Edward Snowden says that this shift away from the internet’s roots was partly a result of corporations that didn’t put their users first.
“We lost that internet because we onboarded billions of people, and the people who were providing the gateways for that didn’t have their best interests at heart,” he said in an intimate, fireside chat before 75 attendees of Camp Decrypt in Napa Valley last month.
The former NSA contractor turned whistleblower, known for revealing an unlawful mass surveillance program in the U.S. in 2013, said he sees a similar trend emerging when it comes to the adoption of cryptocurrencies.
Snowden compared the way cryptocurrency exchange Coinbase onboards users to the way Facebook became synonymous with social media.
“We’re seeing people exploiting the kind of ignorance that made so many people now think tapping the Facebook app on your phone [is] the internet, and now think crypto is Coinbase or something else equally horrible as that,” he said.

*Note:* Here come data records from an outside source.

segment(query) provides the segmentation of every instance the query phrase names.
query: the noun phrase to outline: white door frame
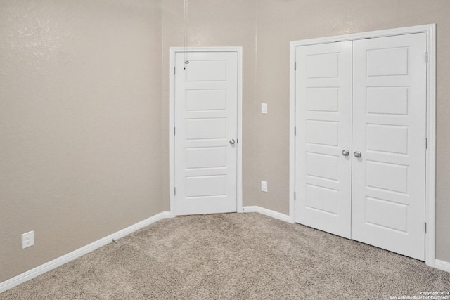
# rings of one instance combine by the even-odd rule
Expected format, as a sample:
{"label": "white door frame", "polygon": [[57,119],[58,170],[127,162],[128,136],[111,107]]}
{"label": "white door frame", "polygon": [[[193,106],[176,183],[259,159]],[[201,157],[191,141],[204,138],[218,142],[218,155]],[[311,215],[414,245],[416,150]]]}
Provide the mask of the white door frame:
{"label": "white door frame", "polygon": [[[290,149],[289,149],[289,218],[291,223],[295,222],[295,47],[335,41],[353,41],[356,39],[390,37],[400,34],[425,32],[427,34],[427,138],[426,151],[426,182],[425,182],[425,263],[430,266],[439,268],[435,257],[435,185],[436,185],[436,25],[413,26],[392,30],[378,30],[327,37],[317,39],[294,41],[290,42]],[[424,58],[425,59],[425,58]]]}
{"label": "white door frame", "polygon": [[170,215],[175,216],[175,56],[177,53],[185,52],[236,52],[238,55],[238,136],[236,143],[236,207],[242,211],[242,47],[170,47]]}

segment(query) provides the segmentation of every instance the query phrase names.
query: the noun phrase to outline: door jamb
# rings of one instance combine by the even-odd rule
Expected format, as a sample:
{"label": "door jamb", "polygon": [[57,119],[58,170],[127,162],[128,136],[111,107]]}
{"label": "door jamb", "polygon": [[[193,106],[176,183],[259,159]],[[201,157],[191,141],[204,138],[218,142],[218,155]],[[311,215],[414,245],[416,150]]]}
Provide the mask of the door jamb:
{"label": "door jamb", "polygon": [[[289,219],[295,222],[295,48],[344,41],[354,41],[367,38],[390,37],[425,32],[427,34],[427,129],[428,145],[426,150],[425,222],[427,232],[425,240],[425,262],[427,265],[439,268],[435,259],[435,189],[436,189],[436,25],[412,26],[392,30],[378,30],[335,37],[293,41],[290,42],[290,145],[289,145]],[[425,59],[425,58],[424,58]]]}
{"label": "door jamb", "polygon": [[238,127],[236,157],[236,209],[242,211],[242,95],[243,95],[243,48],[237,47],[170,47],[170,103],[169,103],[169,156],[170,156],[170,216],[175,216],[175,56],[185,52],[236,52],[238,55]]}

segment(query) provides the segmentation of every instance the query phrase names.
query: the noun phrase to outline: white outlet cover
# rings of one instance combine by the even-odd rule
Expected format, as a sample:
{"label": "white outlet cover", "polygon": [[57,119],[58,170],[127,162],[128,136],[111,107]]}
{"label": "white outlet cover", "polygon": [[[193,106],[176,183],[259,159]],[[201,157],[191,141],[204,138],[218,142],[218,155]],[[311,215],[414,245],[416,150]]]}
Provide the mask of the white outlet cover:
{"label": "white outlet cover", "polygon": [[261,181],[261,190],[267,192],[267,181]]}
{"label": "white outlet cover", "polygon": [[30,231],[29,233],[23,233],[22,235],[22,249],[28,248],[34,245],[34,232]]}
{"label": "white outlet cover", "polygon": [[262,114],[267,113],[267,103],[261,103],[261,113]]}

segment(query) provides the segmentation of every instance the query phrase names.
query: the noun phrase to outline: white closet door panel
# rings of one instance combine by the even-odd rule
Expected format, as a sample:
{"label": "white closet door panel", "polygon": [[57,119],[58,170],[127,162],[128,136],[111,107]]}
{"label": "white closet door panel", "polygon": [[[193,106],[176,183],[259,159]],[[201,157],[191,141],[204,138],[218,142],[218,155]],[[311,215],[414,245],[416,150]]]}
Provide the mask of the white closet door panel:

Coinbase is the only publicly listed cryptocurrency exchange in the U.S. and the country’s leading exchange by volume, according to CoinGecko. The company reported it had 8.5 million monthly transacting users on average in its third fiscal quarter of this year, a 16% increase from the same period a year ago.
Snowden told Camp Decrypt attendees that Coinbase has put regulatory compliance over the founding ideals of blockchain-based networks—an innovation that could tilt power back into the hands of internet users.

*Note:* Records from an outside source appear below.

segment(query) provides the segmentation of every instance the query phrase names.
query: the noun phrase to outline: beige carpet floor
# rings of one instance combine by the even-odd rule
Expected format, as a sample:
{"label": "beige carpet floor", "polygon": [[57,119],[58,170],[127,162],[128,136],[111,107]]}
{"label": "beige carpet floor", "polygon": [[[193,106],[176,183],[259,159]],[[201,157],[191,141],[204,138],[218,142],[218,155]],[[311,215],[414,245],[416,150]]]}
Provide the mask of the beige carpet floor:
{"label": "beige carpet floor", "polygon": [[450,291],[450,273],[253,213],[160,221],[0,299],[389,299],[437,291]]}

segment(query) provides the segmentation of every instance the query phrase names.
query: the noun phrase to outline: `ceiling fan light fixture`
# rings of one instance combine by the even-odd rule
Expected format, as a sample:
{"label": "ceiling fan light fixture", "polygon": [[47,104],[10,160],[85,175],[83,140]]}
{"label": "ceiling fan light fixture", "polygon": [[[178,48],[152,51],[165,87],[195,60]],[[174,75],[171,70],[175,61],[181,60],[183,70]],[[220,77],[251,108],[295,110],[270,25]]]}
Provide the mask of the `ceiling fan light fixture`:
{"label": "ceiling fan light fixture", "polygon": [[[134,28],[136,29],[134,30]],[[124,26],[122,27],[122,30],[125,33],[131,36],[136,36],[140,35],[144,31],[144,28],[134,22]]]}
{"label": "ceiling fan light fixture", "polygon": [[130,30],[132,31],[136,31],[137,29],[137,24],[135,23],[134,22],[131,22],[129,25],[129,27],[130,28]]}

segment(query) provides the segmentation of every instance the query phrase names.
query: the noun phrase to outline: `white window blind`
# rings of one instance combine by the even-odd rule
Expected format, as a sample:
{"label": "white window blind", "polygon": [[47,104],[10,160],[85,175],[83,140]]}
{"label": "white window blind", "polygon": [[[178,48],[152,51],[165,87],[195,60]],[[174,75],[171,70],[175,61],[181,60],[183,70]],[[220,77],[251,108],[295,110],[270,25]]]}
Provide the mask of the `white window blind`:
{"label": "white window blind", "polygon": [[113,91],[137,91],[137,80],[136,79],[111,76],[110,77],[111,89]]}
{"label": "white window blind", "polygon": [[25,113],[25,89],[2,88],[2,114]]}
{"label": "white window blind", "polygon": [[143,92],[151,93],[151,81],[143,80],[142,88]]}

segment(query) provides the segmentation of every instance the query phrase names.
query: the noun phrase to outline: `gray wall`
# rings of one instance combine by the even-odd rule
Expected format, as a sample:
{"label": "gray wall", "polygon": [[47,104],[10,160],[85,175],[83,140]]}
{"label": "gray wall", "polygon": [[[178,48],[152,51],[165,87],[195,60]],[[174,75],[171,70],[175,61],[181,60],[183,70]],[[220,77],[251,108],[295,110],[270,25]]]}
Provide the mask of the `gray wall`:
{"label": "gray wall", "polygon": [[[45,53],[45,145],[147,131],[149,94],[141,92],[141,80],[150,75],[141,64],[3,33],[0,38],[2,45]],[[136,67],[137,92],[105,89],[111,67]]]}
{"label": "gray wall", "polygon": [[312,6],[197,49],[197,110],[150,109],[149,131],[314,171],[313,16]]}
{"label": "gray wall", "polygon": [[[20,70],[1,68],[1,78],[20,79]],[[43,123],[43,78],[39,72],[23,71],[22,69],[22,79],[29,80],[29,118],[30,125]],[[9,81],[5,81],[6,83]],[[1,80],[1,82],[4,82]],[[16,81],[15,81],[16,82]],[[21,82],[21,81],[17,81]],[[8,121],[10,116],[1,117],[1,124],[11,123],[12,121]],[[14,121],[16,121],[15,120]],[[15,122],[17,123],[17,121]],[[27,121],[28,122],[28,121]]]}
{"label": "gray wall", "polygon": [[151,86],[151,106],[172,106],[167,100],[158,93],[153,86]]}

“To those of you in the room who work for Coinbase, it’s really nothing personal, you’re just an example of [the] overly compliant, overly indulgent,” he said. “Yeah, you guys still get rich, you’ll make a lot of money, but have you actually advanced the interests of society?”
Coinbase claims to have prioritized regulatory compliance since its earliest days, and the company has asserted that working with regulators is key to widespread acceptance for cryptocurrencies as an asset class.

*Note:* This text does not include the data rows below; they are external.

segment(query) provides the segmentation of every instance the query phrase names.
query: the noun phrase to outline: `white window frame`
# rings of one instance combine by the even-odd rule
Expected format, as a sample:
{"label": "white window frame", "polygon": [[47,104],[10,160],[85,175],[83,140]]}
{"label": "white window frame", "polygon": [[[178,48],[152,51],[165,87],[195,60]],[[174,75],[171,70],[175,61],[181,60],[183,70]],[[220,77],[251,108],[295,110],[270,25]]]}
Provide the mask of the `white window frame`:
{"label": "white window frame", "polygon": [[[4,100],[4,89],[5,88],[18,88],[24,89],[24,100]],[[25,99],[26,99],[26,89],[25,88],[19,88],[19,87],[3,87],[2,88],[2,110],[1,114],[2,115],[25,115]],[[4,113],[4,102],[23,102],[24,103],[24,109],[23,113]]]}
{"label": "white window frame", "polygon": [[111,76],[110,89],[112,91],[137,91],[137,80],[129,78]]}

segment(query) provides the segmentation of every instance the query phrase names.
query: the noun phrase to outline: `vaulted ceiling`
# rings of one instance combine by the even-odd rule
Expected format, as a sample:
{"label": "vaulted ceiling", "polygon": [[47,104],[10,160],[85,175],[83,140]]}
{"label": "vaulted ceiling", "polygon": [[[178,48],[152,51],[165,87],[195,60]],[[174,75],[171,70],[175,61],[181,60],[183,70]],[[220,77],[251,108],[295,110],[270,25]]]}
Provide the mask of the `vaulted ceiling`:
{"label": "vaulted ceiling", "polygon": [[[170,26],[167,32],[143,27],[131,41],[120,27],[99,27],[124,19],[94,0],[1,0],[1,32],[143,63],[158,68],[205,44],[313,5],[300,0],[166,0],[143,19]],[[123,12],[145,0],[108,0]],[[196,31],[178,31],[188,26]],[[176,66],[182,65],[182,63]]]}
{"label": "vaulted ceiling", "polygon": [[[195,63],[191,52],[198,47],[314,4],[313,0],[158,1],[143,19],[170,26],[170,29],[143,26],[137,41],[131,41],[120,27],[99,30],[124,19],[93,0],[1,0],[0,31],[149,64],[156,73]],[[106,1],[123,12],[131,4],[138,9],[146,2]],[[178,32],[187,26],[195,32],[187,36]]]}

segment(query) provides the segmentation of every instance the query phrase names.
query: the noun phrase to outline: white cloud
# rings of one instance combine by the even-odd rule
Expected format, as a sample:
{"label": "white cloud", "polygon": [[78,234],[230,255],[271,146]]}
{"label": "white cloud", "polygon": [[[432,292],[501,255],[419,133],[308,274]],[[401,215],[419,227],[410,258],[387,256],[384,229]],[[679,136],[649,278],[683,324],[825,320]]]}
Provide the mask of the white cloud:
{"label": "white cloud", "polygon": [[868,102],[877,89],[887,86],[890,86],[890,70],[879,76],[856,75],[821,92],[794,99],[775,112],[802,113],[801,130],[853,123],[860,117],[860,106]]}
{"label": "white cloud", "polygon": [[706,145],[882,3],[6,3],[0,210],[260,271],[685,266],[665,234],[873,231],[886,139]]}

“We’ve always believed that for crypto to gain the legitimacy needed for mainstream adoption, compliance can’t be an afterthought—it has to be core to the way we operate,” the company wrote in a blog post. “Compliance with existing regulatory frameworks isn’t an option—it’s a necessity.”
Snowden went on to compare Coinbase to a company that sells products much in the same way a home improvement retailer like Home Depot does, adding that its commitment to Know-Your-Customer (KYC) procedures—which helps them remain compliant with anti-money laundering regulations—is a drag on the crypto space.
“You’re not even building lawn mowers, you’re selling them, but great, you’ve popularized the lawnmower—lawnmowers are important, they’re valuable,” he said. “But when I go buy a lawnmower, nobody asks for me to hold up my passport and scan my face, and the fact that you guys go along with that is frankly toxic and embarrassing.”
Snowden said that companies looking to bring individuals into the world of Web3 while also remaining compliant with regulations at the same time should do so in a way that doesn’t compromise the ideals that originally drove people to the industry.
“My plea to those of you who are in that big end of the pool is, if you’re going to cave, cave strategically,” Snowden said. “Leave space for the protocol and for the sort of values that we’re all supposed to be representing here.”
Coinbase has said that it has the same responsibilities as other large financial institutions when it comes to verifying customers who engage with the company and enforcing policies that prevent money laundering. Many of its compliance programs are modeled on retail banks.
The company explains that its compliance programs—which include monitoring the overall cryptocurrency market and detecting financial crime—are intended to protect its customers.
Snowden broadened his criticism to include any crypto exchange that keeps track of users’ funds.
“You don’t want to be in a position where you can check that, because really, that’s not your role in society, even if [the] government says it is,” Snowden said. “That’s for police, that’s for intelligence—that’s their job, and their job is supposed to be hard.”
Coinbase did not immediately reply to a request for comment from Decrypt.